Selecting images from the recent trip and stitching together panoramas is an ongoing effort, and will be for a while yet. The panoramas range from the “artistic: that looks great” to the “useful for references: that looks kinda odd.” Many of them have missing sections, but so long as the panorama captured the aircraft I was after, having a corner missing is ok.
The combination of a telephoto lens with a 24 megapixel sensor has led to some *monstrous* panoramas. For example:
This “partial” panorama of the X-15 is 40,700 pixels wide. At 300 dpi (pretty much the standard for photo printing), that’s 135 inches wide. That’s 11.3 *feet* (or 3.45 meters) wide.
Another partial, this time of the XB-70. At 300 dpi, this one would be 14.75 feet long. If you look just behind the cockpit side window you can just make out some markings.

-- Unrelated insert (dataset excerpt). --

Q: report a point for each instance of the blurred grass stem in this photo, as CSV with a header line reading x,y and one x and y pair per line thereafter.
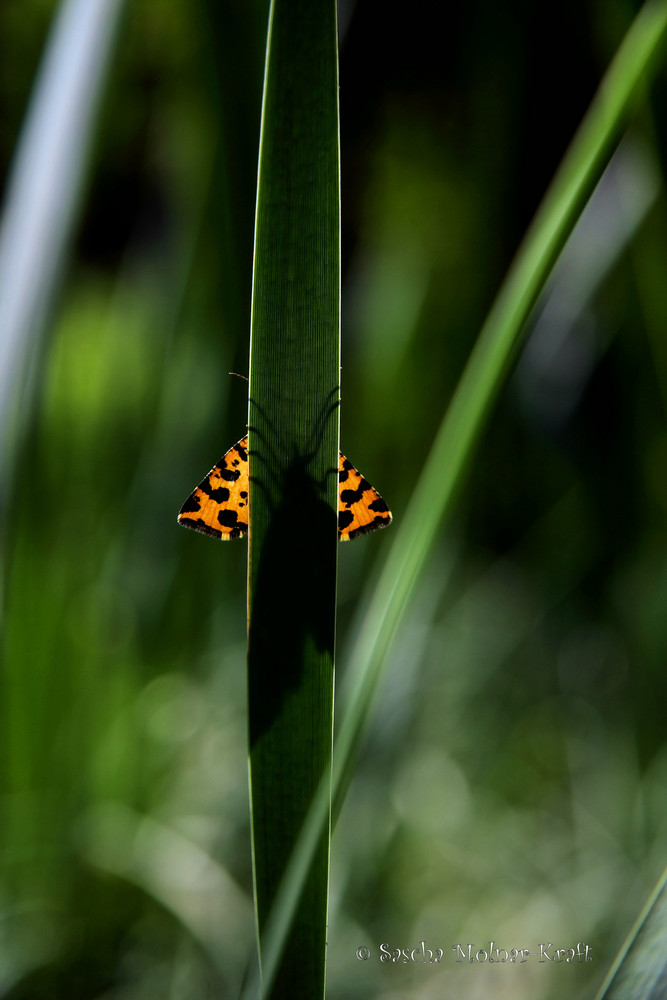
x,y
44,187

Well… this is a crop of the full-rez panorama showing just those markings:
Balcony panorama at the SAC Museum in Nebraska:
Balcony overview panorama of the Cold War gallery at the USAF Museum:
XB-70, X-15, lifting bodies, Gemini B:
Balcony overview panorama of Building 4 at the USAF museum:
The “Valkyrie cafe” at the USAF museum has a large mural painting of the XB-70. It’s several dozen feet wide and impossible to photograph straight-on (not only is there stuff in the way, it’s too huge for the space available). But there is one spot where you can get the whole thing. So, a number of photos were stitched together then “warped” to get it back into rectangular format. And the end result is pretty spiffy, and at 300 dpi it’d print out at 53 inches long. Needs some color correction.
These images have of course been scaled waaaaaay down to fit on the blog. Those who signed up for the DVD will of course get the full rez versions (though some compromises may be needed… that ginormous XB-70 panorama is over 800 megabytes).